As you can see, this plot is straight camp and nothing more.
That Marvel takes its own multiverse seriously still should be the ultimate joke that makes us all loudly howl — at them and them alone.
I’m rather put off. “Logan” was a really fine movie, though quite brutal, an SF Western that took its themes and world as if the stakes in art carried over into the stakes of the real world. Wolverine, a real Gen-X hero, needs seriousness. He’s an angsty bastard, an American loner, a loser, a brooding outcast.
That’s all felt as real by guys like me, who really liked the ‘90s X-Men animated series and some-or-all of the X-Men fare featuring the Logan character.
But this “three-quel” is a Deadpoolization of Logan, or actually a Marvelization of him. Whatever Marvel touches, they turn to garbage IP, a character to be killed and brought back endlessly, a play toy for them to make money on and no more. (Deadpool’s joke is that he needs to bring Logan back for the “residuals,” so he will therefore “dishonor” the movie “Logan,” meaning that Marvel couldn’t care less if you liked that ending to Wolverine’s life at the movies. They will trash it for their own profit, and taunt you with that fact within the movie’s first five minutes.)
God knows what they would do to Batman if they got a hold of him.

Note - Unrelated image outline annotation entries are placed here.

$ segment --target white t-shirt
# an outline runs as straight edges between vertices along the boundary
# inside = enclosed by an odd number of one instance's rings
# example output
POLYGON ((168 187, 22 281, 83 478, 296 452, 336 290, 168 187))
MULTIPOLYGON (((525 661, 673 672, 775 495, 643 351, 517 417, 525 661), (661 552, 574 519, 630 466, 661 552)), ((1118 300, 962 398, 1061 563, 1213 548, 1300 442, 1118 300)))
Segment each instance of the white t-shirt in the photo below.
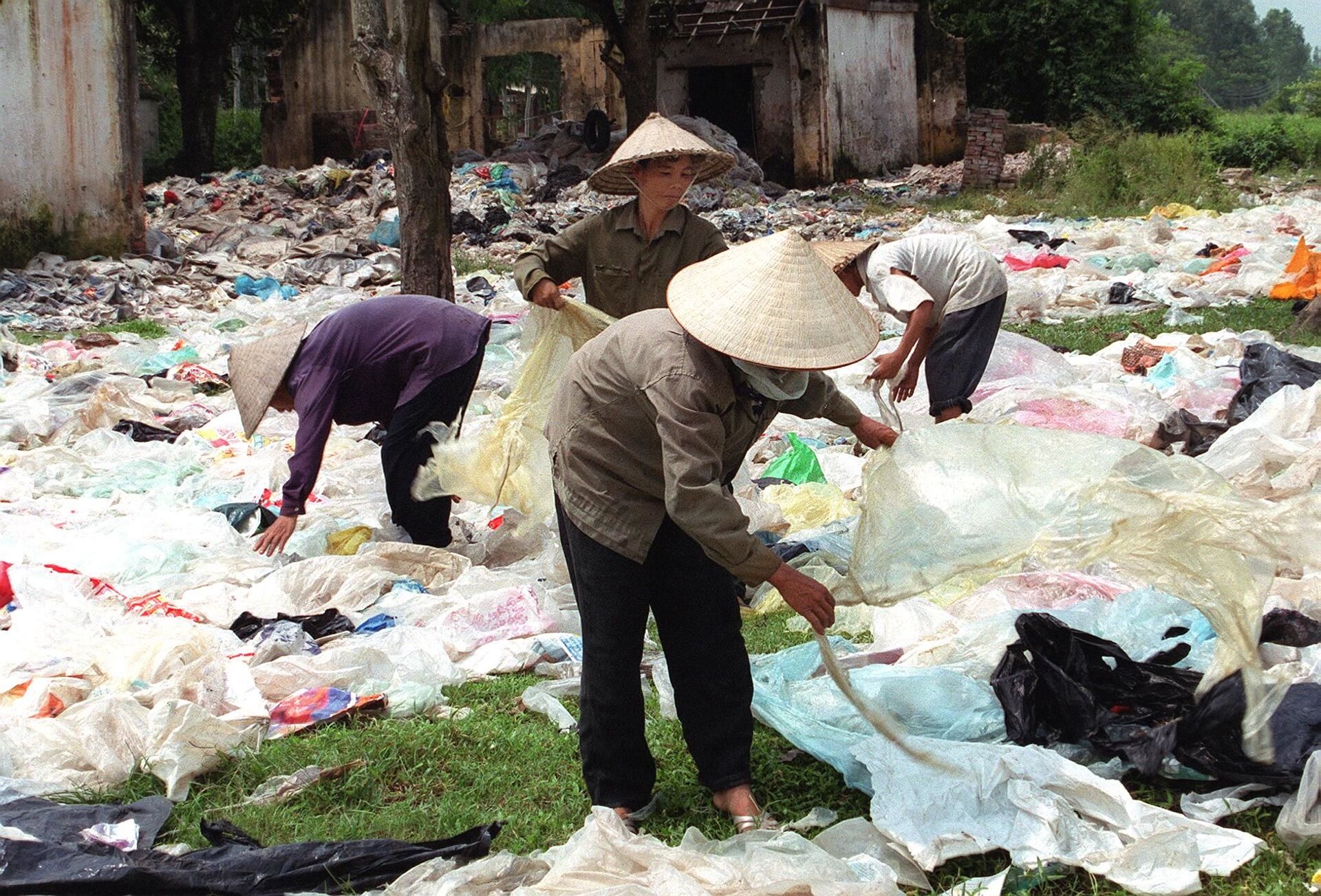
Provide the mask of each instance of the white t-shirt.
POLYGON ((921 234, 877 246, 859 259, 859 271, 880 309, 905 324, 927 300, 934 303, 939 322, 1009 291, 995 255, 955 234, 921 234), (917 278, 921 289, 913 289, 908 278, 892 276, 892 267, 917 278))

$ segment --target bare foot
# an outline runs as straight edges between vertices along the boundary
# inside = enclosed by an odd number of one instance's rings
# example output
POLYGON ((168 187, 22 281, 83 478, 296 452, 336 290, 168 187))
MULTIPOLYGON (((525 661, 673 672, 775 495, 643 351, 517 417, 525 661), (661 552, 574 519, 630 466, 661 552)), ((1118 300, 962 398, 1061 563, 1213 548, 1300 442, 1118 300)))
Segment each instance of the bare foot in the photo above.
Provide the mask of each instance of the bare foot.
POLYGON ((729 815, 757 815, 761 806, 752 797, 752 786, 740 784, 711 794, 711 805, 729 815))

God be praised that they couldn’t do this “shit,” as Deadpool would say, to Odysseus, Dante, or Don Quixote.
Imagine Marvel’s version of “The Odyssey.” They’d be hyping products to you while making Odysseus, after he takes a sword to the gonads, say unpoetical lines like “my knife is now going to fuck your face.”
By contrast, “Howard the Duck” looks like the work of ancient geniuses of a long-ago century.